About this Research Topic
Introduction: The process of recognizing a face is quite complex. Like many visual stimuli, faces must be accurately recognized in any orientation or lighting condition, and even while moving and under less than optimal conditions (busy environment that forces top-down processing). Unlike other objects, faces are directly involved in communication, and our brains must be able to extract a tremendous amount of subtle detail from just a glance. While some of the issues involved in face recognition are the same as for recognizing any object, other issues are unique to faces. Specifically, detection and recognition of faces gives us essential context and semantic meaning about what is happening in our environment. Given the value of faces in our everyday interactions, an assumption is that the brain has special and specific mechanisms that provide rapid assessment of valenced faces. Face-specific neural processing is evidenced temporally (face specific ERP Components (N170 –structural encoding, N250 (familiar faces), N450 (semantic face processing) and spatially (fMRI (spatial): Fusiform Gyrus).

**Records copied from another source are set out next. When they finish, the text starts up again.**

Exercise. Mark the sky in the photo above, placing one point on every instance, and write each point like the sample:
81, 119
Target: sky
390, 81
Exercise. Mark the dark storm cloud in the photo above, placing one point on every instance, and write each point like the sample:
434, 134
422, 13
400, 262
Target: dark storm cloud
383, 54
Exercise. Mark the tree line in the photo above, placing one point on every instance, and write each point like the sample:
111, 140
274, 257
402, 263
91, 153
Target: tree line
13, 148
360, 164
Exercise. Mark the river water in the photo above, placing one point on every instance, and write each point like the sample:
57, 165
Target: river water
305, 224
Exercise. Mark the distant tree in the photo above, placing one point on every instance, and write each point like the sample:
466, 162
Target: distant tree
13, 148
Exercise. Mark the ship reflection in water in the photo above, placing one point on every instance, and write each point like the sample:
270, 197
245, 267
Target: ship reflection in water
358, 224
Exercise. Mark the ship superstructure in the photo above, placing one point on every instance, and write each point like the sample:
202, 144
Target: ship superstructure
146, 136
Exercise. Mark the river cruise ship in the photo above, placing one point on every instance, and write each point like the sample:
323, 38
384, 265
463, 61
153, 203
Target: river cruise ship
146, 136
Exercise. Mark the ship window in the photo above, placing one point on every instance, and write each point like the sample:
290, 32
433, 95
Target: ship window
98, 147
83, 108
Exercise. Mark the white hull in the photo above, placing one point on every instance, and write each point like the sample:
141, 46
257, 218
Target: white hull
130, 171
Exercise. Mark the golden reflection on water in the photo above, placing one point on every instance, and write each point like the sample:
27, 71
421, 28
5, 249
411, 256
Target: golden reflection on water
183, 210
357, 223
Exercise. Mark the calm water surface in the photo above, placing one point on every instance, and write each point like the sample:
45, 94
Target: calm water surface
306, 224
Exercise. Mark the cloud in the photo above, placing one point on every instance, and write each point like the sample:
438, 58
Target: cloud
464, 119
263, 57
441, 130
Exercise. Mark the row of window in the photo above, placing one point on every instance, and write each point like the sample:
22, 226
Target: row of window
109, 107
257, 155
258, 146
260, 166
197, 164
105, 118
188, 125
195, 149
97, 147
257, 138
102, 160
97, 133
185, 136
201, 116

An interesting question that arises is that given the essential requirement of rapid face processing in our daily interactions, how is face processing impacted by desease? Do face processing deficits differ across desease populations? For this and many other reasons, face processing is among the most important research areas in cognitive science.
This topic will present research with 2 aims: a. to advance our knowledge of face processing from a cognitive science perspective (computational fast fourier spectra/Principal Component Analysis that link structural properties of visual
stimuli, such as faces, with multi-voxel patterns in the ventral stream as well as the use of various techniques (behavioural/fMRI/EEG) to explore face processing from attention-independent, early senory detection to attention-dependent, elaborate processing and b. because some samples consist of patient populations, a secondary aim is bringing forth evidence from special populations in face processing and new ways of thinking about face processing (e.g. cognitive biases for mood-congruent faces in mood disorders). Patient populations offer new ways of thinking of face science that have important implications for cognitive science as a field.
Debates and Issues brought forth by this topic: What compromises must be made for the brain to recognize faces quickly and accurately? And what does that indicate about how the human brain functions in general? What goes wrong in the brain in certain deseases that impairs face processing? What is the relationship between early sensory processing, higher-level perception, and cognitive processes such as attention under both automatic (online) and controlled (offline) processing conditions?